Puis un cri. On sursaute. On se lève. Un faucon. Il se tient droit, sur un rocher, nous faisant face. Ses yeux perçants s’alignent parfaitement avec les nôtres. Et il recommence à crier, tout en continuant à nous fixer, nos battements de cœur se font de plus en plus forts, on n’arrive plus à bouger et le printemps a l’air de s’être arrêter. Il fait gris et froid. Sombre. L’atmosphère nous écrase et sous un quelconque instinct, on décide de faire partir cet oiseau. On s’approche en faisant des gestes absurdes, mais ce dernier ne bouge pas. Puis on l’attrape par la gorge, une envie de le tuer s’installe en nous. On ne comprend pas pourquoi faire cela, mais on ressent le devoir de mettre fin à sa vie.

Et le faucon devient liquide.
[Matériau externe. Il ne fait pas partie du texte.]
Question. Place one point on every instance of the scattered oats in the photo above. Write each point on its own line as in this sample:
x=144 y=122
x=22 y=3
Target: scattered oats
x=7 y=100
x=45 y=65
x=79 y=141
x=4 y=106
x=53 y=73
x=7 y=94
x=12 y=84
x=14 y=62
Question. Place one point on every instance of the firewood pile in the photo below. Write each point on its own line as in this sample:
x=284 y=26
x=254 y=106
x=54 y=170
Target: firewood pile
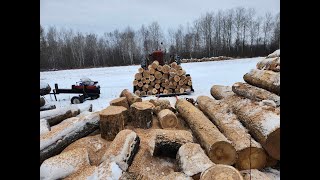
x=235 y=134
x=157 y=79
x=219 y=58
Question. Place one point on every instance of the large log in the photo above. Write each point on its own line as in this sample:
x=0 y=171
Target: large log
x=219 y=172
x=254 y=93
x=192 y=160
x=64 y=164
x=132 y=98
x=272 y=64
x=65 y=133
x=217 y=146
x=265 y=79
x=47 y=107
x=262 y=122
x=220 y=92
x=141 y=114
x=55 y=116
x=122 y=101
x=254 y=174
x=122 y=149
x=250 y=153
x=167 y=119
x=112 y=121
x=167 y=142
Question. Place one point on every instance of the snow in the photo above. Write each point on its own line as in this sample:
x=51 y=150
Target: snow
x=113 y=80
x=274 y=54
x=73 y=125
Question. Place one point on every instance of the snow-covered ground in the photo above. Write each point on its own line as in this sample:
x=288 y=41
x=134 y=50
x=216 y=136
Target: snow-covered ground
x=113 y=80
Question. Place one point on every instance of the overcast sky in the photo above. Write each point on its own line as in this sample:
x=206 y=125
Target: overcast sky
x=99 y=16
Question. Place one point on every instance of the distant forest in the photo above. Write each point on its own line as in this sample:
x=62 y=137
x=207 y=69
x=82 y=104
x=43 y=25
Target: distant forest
x=237 y=32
Rouge et nauséabond. Il s’évapore sur nos mains puis nos bras. Et en baissant la tête, l’enfer. Nos pieds sont baignés dans une marre de sang et de cadavres. On reconnait nos proches devenus des morceaux de chairs. Le ciel n’est plus, seulement un amas de rouge imparfait et à son centre, une étoile noire. Autour de toi, des monstres, tous ignobles, et qui ont pour seul but de t’anéantir de la plus sauvage des manières.

Tu fuis, tu veux te battre mais la seule chose dont tu es capable sont les pleurs incessants coulants sur tes joues et tes hurlements de douleur et d’horreur.

Comment ? Pourquoi ? Que se passe-t-il ? Aucune réponse. Tu le comprendras plus tard.

Cependant, cher sacrifice, bienvenue au sein de ton pire cauchemar, mais au cœur du plus beau rêve de Griffith.

 

Et lorsque nous coupons les ailes d’un ange...

En créant Griffith, Miura a provoqué une peur à ses lecteurs : celle de la trahison, de l’abandon et de la destruction de la part d’un être cher, celle en qui la confiance est aveugle et pour laquelle on mettrait le monde à ses pieds. Durant la lecture de Berserk, Griffith n’a pas seulement trahi Guts, Casca et toute la troupe du faucon, il nous a aussi trahi. Nous, qui avons donné notre cœur dès le début à ce mercenaire au visage d’ange et à la mentalité victorieuse, cette aura charismatique et chaleureuse pour qui on se battait. Ce chef de troupe qui a su donner un sens à la vie de personne qui pensait avoir tout perdu, brisée par le sort d’un destin tragique. Griffith était devenu l’exemple de tous ceux qui voulaient réaliser leur rêve et atteindre leur utopie. Toutefois, nous avons oublié, qu’avant de devenir le Diable, Lucifer était celui qui avait guidé les anges, en tant que modèle vivant, d’une ardente volonté.

Et d’une respiration saccadée, chaque moment du Sabbat nous noyait un peu plus dans les profondeurs des ténèbres.

Assistant à la naissance d’un Dieu de l’Enfer, un goût amer nous prend à la gorge. On ne peut rien faire, comme enchaîné et obligé d’observer chaque étape d’un renouveau maléfique. Chaque page est un remerciement de Griffith d’avoir cru en lui car, grâce à notre espoir et notre confiance, il peut enfin devenir ce qu’il est vraiment. On s’en veut, rejetant la faute sur notre naïveté, on se sent bête. C’est nous, humains tendres et pitoyables, qui avons donné vie à la mort de nos propres sentiments.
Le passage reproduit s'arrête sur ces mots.